If you’re a family foundation trustee and would like to attend a family foundation board or committee meeting, or if you are interested in hosting a fellow trustee, contact the National Center for Family Philanthropy at 202.293.3424.
Taking a Risk
In 1999, an affordable housing trust fund was an untested idea, but the risk was one the Washington, DC-based Butler Family Fund was willing to take. The fund awarded a $20,000 grant to the Southern California Association of Non-Profit Housing (SCANPH) to help launch Housing L.A., an advocacy campaign to create such a fund in the city of Los Angeles. Leveraging the support of a national funder, SCANPH was able to raise additional funds and grow Housing L.A. into a powerful advocate for affordable housing.
The campaign succeeded in January 2002 when, despite a hiring freeze and budget cutbacks, Mayor James Hahn created the $100 million annual housing trust fund, the nation’s largest municipal housing fund. The coalition SCANPH, the Butler Family Fund, and others had helped build was simply too broad to ignore.

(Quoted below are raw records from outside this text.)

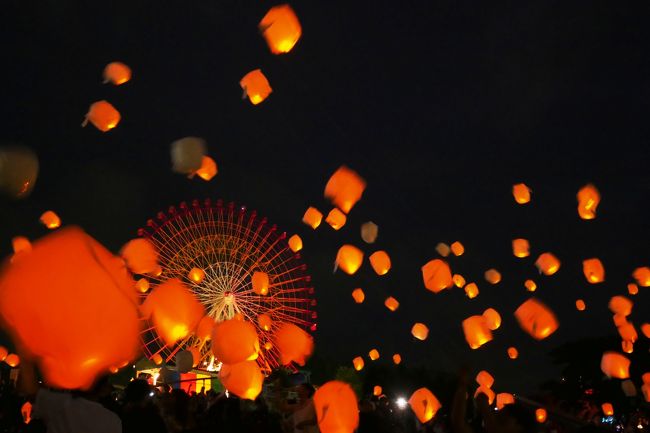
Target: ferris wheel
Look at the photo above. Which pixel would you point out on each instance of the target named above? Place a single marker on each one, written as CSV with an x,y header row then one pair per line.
x,y
229,244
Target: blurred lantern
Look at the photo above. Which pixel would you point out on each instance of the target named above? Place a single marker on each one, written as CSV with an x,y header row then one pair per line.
x,y
281,29
187,154
615,365
344,188
235,341
336,219
504,398
520,248
117,73
547,264
536,319
67,301
243,379
420,331
594,270
295,243
391,303
443,249
458,280
620,305
492,319
18,171
369,232
521,193
436,275
140,255
208,169
492,276
471,290
588,199
50,220
174,310
424,405
485,379
260,283
457,248
608,409
336,407
349,259
102,115
380,262
255,86
312,217
264,321
293,344
358,295
632,289
642,276
196,275
476,331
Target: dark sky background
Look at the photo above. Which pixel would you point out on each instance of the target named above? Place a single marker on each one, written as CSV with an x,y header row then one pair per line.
x,y
440,105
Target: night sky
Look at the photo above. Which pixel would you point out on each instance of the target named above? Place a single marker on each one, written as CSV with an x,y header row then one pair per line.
x,y
440,105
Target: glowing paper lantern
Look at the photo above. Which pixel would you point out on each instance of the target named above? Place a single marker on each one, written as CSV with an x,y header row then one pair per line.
x,y
457,248
235,341
312,217
476,331
140,255
547,264
492,276
588,199
196,275
358,295
521,193
369,232
391,303
255,86
615,365
260,283
380,262
281,29
642,276
424,405
103,116
345,188
243,379
436,275
117,73
295,243
349,259
594,270
420,331
471,290
174,310
492,319
336,407
294,344
536,319
520,248
18,171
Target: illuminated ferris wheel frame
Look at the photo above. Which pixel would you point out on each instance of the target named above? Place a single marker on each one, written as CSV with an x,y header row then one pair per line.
x,y
228,244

Today, the Butler Family Fund’s commitment to risk-taking, leveraging small grants, and, above all, advocacy stands as an important example of what an engaged giving family can do amid a new growing housing crisis. The fund’s November 2007 slate of grants included grants to New York Legal Aid Society and the Partnership to Preserve Affordable Housing, ACORN’s Stop Foreclosures Campaign, and the Center for Community Change and the Housing Trust Fund Project.